Revisit: Too may bottles under the belt to mention. Still a top drop.

Thursday, June 2, 2011

The Briers - Mount Matha

One thing the Mornington Peninsula is endowed with is big open spaces of land. Some times paddock stretch as far as the eye can see. Vineyards, farms, horse stables, parks, reserves and estates are numerous all the way down the Peninsula. One reserve\estate and restaurant is The Biers at Mount Matha. This restaurant is part of a very old and rambling estate\farm which appears to go on and on for acres. You need a cut lunch to get you to the main restaurant because the drive to it, on the estate, is so long.

Perched up high on a hill, over looking most of the estate is a cluster of old farm buildings. They are rustic but plain. Attached to the main building is an al fresco easting area. This very pleasant area at one time was probably just a modern undercover area attached to the side of the original building. Now being closed in and light and airy it makes for a delightful dining experience. A great place for a wedding or engagement. With beautiful and expansive grounds surrounding the restaurant area this location is secluded yet open.
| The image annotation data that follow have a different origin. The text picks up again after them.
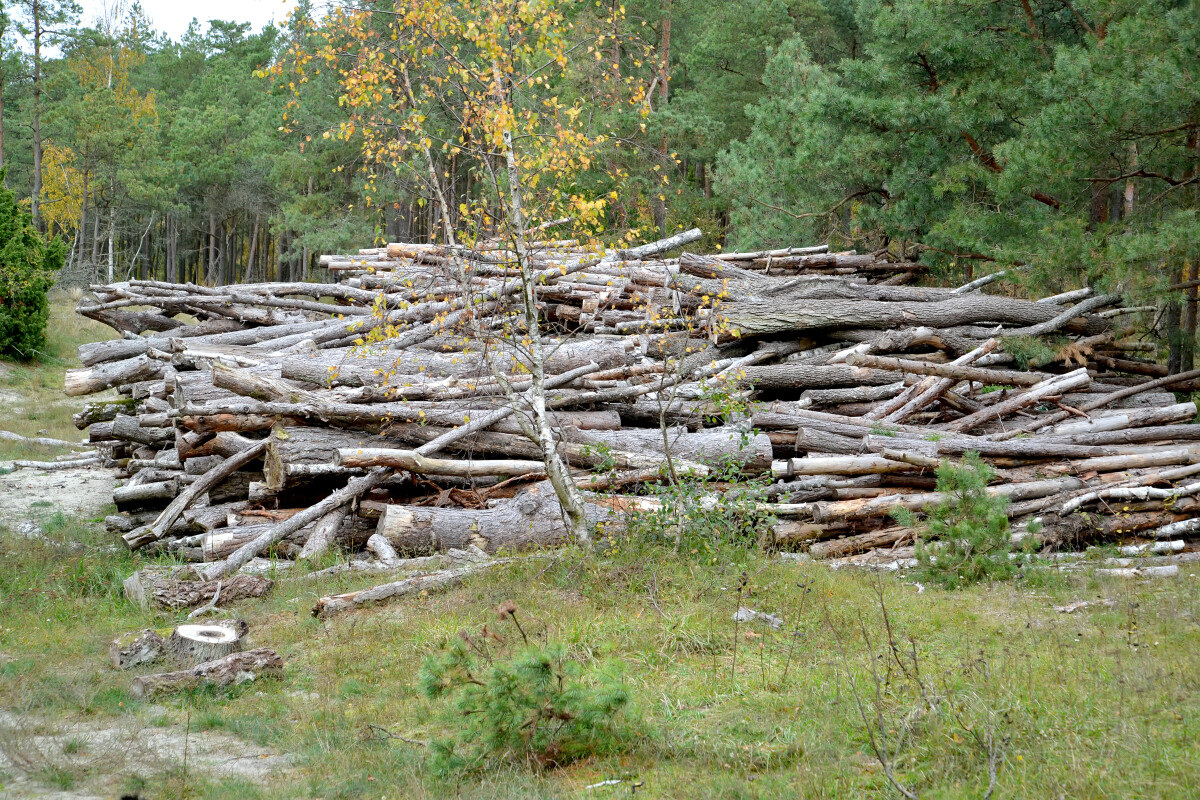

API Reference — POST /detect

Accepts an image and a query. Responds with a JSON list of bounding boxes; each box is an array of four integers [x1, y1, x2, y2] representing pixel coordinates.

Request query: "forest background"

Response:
[[0, 0, 1200, 347]]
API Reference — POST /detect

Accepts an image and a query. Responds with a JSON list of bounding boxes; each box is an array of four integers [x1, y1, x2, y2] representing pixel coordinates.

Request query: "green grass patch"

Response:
[[0, 521, 1200, 798]]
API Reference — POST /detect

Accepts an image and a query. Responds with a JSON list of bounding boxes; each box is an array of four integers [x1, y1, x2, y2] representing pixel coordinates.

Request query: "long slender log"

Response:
[[202, 467, 391, 581], [846, 353, 1052, 386], [312, 559, 501, 619], [130, 648, 283, 698], [943, 368, 1092, 433], [719, 295, 1108, 341], [991, 369, 1200, 440], [62, 355, 163, 397], [876, 339, 1000, 422], [1046, 403, 1196, 437], [121, 440, 268, 551], [337, 447, 546, 477]]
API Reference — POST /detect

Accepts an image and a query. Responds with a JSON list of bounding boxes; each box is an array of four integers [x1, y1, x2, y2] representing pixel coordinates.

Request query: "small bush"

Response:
[[893, 452, 1032, 589], [420, 603, 628, 775], [0, 178, 66, 361]]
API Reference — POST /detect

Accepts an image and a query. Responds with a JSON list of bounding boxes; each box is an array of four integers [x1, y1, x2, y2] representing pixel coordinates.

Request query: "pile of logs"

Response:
[[66, 230, 1200, 612]]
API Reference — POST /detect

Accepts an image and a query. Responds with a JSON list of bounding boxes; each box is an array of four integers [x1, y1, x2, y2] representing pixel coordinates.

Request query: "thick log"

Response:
[[108, 627, 167, 669], [113, 480, 179, 511], [62, 355, 164, 397], [376, 481, 608, 557], [719, 295, 1108, 341], [562, 427, 774, 475], [130, 648, 283, 698], [943, 368, 1092, 433], [809, 528, 912, 559], [263, 428, 392, 492], [1045, 403, 1196, 437], [274, 339, 629, 388], [298, 506, 349, 559], [125, 569, 272, 610], [991, 369, 1200, 439], [122, 441, 268, 549], [846, 353, 1054, 386], [110, 414, 175, 445], [202, 468, 390, 581]]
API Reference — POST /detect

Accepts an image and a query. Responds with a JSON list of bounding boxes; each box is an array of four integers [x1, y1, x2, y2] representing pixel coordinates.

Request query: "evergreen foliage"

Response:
[[0, 172, 66, 361], [420, 602, 629, 775], [894, 452, 1018, 589]]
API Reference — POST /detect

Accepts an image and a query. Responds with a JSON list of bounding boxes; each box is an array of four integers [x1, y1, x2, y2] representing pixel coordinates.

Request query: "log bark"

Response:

So what of the food? The service firstly was very good. Plenty of staff to take drink orders and obey your every wish. The host himself was friendly and chatty. Beers and wines are well represented on the drinks list with better than average support for local brewers and growers. The Main Menu had good choices and the large table of friends I sat with had a lot of trouble deciding between some excellent sounding dishes. The food matches the mouth watering descriptions laid out in print, no one on my table complained about their meal.

But the Briers is more than just food and drink. Though a little spares in yesteryear structures and oddments it is well worth a walk around the grounds. There are many areas to this huge estate. I kept my wandering to the hilly restaurant area. The main building has a bar and a big open area which is being use as an art gallery. I would well image if a wedding was held here this area would become the dance area, though tables and chairs setup here would make for a quaint old world celebrational experience.
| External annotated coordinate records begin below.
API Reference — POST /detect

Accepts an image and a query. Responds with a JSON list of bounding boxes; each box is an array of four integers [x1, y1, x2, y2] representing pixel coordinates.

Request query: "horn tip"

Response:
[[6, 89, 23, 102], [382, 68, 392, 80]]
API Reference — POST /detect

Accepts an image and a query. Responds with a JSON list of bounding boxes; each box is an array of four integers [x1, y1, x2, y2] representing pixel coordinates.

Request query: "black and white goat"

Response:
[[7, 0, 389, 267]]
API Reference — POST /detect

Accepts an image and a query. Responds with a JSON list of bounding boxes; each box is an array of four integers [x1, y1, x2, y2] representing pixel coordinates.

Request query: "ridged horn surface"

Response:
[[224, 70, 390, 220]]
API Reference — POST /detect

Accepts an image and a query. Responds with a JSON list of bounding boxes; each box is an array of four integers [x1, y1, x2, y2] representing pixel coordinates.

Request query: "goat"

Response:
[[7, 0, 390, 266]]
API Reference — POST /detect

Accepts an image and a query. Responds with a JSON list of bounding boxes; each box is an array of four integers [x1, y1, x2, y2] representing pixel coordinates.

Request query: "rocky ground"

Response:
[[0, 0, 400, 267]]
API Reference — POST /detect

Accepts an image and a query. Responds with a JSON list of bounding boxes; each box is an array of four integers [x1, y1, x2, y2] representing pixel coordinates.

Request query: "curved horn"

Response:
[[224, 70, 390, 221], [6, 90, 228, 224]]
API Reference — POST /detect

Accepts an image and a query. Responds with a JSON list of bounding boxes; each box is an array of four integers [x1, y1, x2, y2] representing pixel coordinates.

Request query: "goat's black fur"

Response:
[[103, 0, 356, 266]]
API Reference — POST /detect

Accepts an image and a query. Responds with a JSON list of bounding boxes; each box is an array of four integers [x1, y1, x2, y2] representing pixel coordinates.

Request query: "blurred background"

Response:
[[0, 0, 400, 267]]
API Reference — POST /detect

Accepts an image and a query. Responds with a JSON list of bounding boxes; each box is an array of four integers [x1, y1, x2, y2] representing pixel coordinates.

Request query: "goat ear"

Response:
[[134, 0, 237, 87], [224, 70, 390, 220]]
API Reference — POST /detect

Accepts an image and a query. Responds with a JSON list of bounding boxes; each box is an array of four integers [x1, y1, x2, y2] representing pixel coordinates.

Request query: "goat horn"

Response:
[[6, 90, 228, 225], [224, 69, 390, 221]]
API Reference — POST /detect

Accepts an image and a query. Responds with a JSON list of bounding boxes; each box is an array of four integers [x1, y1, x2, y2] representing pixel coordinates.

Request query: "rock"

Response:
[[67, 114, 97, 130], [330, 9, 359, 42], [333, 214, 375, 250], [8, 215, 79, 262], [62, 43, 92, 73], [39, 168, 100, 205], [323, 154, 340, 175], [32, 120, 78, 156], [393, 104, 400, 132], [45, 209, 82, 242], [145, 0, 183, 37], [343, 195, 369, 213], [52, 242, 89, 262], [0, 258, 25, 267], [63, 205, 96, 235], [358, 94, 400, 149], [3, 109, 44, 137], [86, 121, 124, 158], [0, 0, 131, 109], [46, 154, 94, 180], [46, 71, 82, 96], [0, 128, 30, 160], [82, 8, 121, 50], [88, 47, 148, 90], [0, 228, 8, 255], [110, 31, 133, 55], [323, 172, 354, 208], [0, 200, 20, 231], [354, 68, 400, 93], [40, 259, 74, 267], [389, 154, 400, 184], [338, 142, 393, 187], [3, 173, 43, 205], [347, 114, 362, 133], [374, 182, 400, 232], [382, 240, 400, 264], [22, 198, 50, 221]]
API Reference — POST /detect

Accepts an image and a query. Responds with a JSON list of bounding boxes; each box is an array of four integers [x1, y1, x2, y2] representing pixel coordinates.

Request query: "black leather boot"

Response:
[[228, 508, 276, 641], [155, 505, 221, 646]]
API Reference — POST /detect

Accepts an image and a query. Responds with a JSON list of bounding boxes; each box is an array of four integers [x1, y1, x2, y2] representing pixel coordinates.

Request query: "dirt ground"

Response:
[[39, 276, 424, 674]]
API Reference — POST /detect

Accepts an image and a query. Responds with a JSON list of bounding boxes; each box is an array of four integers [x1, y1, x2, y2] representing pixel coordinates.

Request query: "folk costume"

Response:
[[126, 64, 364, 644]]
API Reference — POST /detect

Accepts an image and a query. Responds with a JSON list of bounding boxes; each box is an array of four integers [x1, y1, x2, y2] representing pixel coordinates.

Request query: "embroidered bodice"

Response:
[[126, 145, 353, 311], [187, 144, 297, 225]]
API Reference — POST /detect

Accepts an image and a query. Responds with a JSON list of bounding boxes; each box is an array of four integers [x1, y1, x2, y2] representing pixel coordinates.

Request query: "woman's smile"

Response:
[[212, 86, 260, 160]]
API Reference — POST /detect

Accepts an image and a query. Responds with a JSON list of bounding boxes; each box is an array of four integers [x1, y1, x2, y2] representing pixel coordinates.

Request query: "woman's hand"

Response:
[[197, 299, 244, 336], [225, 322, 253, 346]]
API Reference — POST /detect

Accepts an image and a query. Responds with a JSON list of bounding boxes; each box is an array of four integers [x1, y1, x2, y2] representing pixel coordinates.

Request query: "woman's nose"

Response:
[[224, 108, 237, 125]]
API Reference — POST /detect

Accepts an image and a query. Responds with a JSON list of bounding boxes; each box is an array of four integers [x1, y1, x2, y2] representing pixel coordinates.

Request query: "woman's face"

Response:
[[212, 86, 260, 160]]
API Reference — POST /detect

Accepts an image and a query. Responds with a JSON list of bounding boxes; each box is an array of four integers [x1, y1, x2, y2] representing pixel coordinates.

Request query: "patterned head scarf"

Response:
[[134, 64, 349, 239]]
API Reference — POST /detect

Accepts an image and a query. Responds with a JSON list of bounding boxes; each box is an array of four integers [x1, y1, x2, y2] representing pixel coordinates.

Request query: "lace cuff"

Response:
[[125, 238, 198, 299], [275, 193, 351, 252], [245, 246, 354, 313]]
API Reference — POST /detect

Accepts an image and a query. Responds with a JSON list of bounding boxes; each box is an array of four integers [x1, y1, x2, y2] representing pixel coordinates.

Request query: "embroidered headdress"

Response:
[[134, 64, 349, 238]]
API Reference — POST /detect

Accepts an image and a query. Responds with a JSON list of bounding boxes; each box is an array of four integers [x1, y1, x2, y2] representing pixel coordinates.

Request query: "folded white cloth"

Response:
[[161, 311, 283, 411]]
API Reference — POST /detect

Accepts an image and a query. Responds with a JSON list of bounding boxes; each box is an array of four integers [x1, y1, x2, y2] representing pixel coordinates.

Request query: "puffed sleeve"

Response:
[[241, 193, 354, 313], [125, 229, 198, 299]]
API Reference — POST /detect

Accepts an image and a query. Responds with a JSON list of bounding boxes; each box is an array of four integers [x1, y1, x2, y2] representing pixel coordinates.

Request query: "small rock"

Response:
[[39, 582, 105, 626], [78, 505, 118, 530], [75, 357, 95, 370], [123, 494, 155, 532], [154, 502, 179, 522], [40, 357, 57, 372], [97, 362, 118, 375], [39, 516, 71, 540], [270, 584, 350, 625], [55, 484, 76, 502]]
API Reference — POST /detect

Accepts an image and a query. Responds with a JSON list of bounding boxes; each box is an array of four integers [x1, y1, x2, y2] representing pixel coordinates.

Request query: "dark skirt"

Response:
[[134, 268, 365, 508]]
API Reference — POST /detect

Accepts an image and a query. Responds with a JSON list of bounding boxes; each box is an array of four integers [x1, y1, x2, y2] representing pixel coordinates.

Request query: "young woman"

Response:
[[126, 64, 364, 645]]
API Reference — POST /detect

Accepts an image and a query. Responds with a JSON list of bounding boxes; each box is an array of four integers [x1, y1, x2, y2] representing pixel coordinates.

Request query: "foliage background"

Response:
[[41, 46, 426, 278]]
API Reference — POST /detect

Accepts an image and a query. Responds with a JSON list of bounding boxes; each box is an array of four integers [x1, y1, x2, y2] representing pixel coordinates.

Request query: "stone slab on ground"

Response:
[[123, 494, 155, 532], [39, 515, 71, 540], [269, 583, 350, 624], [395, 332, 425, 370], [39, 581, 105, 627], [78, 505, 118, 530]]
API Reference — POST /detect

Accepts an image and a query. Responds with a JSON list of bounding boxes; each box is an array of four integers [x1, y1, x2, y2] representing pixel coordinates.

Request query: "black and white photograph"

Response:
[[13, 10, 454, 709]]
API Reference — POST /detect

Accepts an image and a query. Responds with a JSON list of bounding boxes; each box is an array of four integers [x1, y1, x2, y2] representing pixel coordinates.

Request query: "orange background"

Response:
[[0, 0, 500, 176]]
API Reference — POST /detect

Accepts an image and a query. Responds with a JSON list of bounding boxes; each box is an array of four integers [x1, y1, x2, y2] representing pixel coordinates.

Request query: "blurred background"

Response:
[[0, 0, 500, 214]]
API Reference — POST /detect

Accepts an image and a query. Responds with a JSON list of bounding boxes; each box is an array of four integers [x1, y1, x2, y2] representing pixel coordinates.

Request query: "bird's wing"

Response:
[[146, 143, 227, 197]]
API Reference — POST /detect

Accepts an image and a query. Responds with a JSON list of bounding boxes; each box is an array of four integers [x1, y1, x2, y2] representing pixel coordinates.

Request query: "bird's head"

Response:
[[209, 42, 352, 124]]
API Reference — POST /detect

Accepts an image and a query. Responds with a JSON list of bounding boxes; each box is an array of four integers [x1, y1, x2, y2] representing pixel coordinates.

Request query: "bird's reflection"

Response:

You would think this place perfect. I have not bitched about anything yet. As with most places of public eating and entertaining there is always a chink in the armour of an otherwise perfect setting. So here it is. The toilets are shared with non-dining folk and are not only outside but a short walk through an open area. If it is raining, as it was on the day we visited, you get wet. And the dunnies are basic, partially open to the weather and cold. Don't sit, just stand or hover.

This is a place you must visit. The fine food and excellent selection of thirst quenchers may be the draw card but the sheer size of this once prodigious estate has to be seen to be believed. If you don't want to layout for a meal in the restaurant bring a picnic and join the working class. Feed the ducks or water foul, enjoy the big open expanses or walk off a few hundred kilojoules. You can do it all here. This end of it is free. So grab it.

Revisit; I recently when back to the Briers for lunch. It has changed hands. The new owner said it was a little run down when they took it on. The dinning area looks tied and a little dirty. To the the sound of a staff members crying child in the reception area I ordered both entree and main. The entree was Dukka and a hot white roll with oil and salt. The Dukka was very nice, the bread roll a little ordinary. To the sound of the same child now bouncing a hard ball on a echoing wooden floor I eat my Beef Wellington. The meat was dry and a little over-cooked, the sauce barely had any taste but the greens OK. Service was OK also and the view pleasant from the dinning area.

The Briers may have had its day. I was hoping for a quiet steak lunch, I was disappointed on both counts. Try coffee and cake but seriously dine elsewhere. Sorry guys, you will have to do a lot better. And organised a baby sitter. The wining, crying child and continuous ball bouncing in the reception was awfully off-putting.